Is the COVID 19 just as real as the Freshman 10 for anyone else?
Does anyone else think COVID-19 means we should all be gaining 19 pounds? Like the freshman-10, I am really struggling for that not to ring true for me.
A few years ago, at an open AA meeting, as they were going around the room, I blundered by introducing myself, “Hi, I’m Barb and I’m addicted to food.” Well, most of them laughed at me! But really, I have been in counseling for eating disorder and throughout my life it has come and gone as my way of coping with stress. Comfort food,….that’s what I call it. Carbs and sugar. Recently I went through intense pains from gluten withdrawal…(Yes, that’s a thing, trust me …there’s evidence of wheat germ agglutin binding to opioid receptors).

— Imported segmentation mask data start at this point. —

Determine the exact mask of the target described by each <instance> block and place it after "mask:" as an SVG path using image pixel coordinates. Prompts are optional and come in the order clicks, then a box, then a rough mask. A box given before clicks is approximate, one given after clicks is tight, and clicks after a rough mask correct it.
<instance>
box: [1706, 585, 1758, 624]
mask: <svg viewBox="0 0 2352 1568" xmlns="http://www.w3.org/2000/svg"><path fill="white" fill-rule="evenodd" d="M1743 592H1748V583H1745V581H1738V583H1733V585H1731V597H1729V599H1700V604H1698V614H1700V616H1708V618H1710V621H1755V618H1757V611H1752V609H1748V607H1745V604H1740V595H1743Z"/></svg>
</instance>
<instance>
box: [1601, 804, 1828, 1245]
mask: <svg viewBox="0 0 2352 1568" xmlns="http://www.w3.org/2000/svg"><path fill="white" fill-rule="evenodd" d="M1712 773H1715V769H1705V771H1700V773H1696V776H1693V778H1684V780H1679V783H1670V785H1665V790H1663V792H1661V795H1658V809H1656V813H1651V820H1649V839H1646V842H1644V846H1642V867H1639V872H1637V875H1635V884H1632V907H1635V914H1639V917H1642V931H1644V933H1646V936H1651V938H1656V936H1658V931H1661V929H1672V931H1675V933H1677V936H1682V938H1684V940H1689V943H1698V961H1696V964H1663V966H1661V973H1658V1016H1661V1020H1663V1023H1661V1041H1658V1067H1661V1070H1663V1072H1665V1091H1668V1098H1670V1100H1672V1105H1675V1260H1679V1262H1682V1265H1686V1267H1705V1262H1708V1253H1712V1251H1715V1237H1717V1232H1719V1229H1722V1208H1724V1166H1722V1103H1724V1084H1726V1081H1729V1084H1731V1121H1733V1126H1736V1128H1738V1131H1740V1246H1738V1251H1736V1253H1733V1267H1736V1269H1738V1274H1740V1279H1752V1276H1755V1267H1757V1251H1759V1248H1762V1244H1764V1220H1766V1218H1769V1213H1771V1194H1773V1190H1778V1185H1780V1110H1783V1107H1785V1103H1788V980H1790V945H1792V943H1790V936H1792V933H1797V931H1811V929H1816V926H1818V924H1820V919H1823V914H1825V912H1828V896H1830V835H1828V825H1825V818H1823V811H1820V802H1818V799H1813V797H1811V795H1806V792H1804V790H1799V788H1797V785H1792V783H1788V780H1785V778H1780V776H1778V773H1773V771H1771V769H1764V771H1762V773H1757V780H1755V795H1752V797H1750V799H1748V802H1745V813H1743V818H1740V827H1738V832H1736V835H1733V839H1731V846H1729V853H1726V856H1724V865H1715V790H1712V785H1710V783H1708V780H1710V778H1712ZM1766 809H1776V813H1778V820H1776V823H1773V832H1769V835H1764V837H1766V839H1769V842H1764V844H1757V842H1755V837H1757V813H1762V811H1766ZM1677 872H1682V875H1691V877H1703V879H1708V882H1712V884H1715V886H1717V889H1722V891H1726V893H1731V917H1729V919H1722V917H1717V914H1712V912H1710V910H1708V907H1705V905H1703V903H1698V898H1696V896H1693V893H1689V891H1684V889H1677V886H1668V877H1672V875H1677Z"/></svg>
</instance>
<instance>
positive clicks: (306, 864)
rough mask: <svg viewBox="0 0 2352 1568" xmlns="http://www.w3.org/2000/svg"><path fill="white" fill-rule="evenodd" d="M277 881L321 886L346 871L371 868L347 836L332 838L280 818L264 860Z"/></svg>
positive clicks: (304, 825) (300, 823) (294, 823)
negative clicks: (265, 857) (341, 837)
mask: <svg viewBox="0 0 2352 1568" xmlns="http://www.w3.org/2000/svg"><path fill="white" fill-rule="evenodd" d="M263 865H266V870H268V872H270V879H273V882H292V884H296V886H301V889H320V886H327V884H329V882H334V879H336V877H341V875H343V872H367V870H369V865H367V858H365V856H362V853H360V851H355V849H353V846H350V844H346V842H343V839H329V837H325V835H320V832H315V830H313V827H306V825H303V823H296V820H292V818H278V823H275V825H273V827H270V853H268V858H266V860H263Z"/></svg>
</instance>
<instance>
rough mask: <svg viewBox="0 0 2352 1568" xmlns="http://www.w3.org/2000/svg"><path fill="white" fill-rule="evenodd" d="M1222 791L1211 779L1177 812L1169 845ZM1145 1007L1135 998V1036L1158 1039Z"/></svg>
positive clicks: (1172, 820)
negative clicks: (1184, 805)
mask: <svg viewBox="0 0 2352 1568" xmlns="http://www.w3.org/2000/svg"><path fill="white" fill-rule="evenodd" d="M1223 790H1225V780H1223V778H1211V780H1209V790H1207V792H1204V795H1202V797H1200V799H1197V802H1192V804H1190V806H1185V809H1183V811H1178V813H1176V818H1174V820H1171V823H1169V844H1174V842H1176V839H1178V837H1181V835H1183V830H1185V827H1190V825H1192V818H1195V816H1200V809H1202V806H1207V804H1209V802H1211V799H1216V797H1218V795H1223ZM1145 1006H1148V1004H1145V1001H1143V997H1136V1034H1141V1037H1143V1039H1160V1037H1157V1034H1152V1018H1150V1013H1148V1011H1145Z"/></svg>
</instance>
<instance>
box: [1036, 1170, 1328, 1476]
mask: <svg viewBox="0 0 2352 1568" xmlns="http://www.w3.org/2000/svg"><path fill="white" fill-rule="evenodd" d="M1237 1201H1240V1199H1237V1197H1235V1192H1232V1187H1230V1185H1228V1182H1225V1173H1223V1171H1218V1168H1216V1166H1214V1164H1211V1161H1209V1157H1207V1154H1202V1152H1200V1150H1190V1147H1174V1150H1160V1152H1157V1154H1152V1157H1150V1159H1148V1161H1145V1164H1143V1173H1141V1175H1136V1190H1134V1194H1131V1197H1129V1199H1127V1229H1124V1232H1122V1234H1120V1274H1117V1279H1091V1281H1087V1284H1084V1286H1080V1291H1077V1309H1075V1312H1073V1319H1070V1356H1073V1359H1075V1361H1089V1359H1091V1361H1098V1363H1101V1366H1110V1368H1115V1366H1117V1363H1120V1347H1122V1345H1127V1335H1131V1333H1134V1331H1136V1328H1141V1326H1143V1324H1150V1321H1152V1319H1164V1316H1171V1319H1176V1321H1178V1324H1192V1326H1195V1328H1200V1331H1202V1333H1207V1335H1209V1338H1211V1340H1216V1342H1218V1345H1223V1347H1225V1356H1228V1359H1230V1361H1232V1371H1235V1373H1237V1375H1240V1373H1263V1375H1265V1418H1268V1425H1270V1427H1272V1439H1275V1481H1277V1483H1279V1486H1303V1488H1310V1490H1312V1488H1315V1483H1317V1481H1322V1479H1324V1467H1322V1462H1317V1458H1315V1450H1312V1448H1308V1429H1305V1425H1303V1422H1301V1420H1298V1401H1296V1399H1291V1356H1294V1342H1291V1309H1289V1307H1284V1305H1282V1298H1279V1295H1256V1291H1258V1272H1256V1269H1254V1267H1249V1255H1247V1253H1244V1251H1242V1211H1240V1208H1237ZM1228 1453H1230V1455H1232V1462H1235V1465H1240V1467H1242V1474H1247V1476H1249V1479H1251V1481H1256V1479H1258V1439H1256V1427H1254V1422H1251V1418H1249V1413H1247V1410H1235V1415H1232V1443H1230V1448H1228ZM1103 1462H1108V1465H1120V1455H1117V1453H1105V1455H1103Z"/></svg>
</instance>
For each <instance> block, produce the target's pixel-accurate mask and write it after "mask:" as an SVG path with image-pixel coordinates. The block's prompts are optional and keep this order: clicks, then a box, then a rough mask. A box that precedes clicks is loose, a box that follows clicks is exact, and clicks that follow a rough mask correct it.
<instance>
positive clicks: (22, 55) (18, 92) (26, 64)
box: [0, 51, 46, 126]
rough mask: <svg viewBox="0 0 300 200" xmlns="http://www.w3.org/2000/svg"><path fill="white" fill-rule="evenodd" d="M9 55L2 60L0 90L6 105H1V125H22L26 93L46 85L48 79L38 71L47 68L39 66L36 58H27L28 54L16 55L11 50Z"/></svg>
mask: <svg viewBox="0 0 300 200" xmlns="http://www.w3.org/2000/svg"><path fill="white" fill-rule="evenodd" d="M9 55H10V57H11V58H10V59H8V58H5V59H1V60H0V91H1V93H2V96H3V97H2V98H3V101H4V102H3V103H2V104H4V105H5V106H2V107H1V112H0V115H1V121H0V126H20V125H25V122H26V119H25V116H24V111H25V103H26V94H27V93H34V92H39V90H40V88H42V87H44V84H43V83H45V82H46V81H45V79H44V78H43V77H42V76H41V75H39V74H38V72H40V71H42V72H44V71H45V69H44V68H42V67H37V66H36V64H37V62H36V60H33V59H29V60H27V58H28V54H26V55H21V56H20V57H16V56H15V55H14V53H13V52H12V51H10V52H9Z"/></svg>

We all have our own addictions…. that’s what Dr. Gerald May writes in Addiction & Grace…The treatments are found within our spirit. Like substance use disorder, my treatment is admitting that I’m powerless over food. I need to trust in God, accepting the things I cannot change, courage to change the things I can, and wisdom to know the difference…. you know the prayer! (Click here for the second half of this Serenity Prayer and let everyone know you prayed it!)…. What does your addiction recovery look like?
When I’m practicing my recovery (regular prayer, exercise, opportunities to laugh) my eating and my weight is usually under control…+/- 5 pounds…I’ve really been struggling the past few years, though…and like most of us, the stress from physical and social distancing has compounded my temptations to overeat! It might be my own fault…be careful what you ask for!
In the spirit of being a WARRIORnotWORRIER, I have asked God to let me bear my addicted loved one’s temptations. I hope that the reason for my current struggle is just that. Either way, I know that my “sufferings” can help others in a redemptive way IF I will accept them as my own cross to carry as Jesus did. Fortunately for me, the consequences of overeating are minor compared with substance use disorder. I don’t think food causes the extent of physical brain changes and “hypofrontality” which opioid addiction causes, but eating disorders can still be devastating.
Whatever your addiction might be, admitting powerlessness over it and turning to God is an effective next step. During this quarantine it is so important to live a good “now”. My goal is simply to do “the next right thing” each day. And I call on Lester, my guardian angel, to help me with each temptation! (Trust me, he’s been busy!)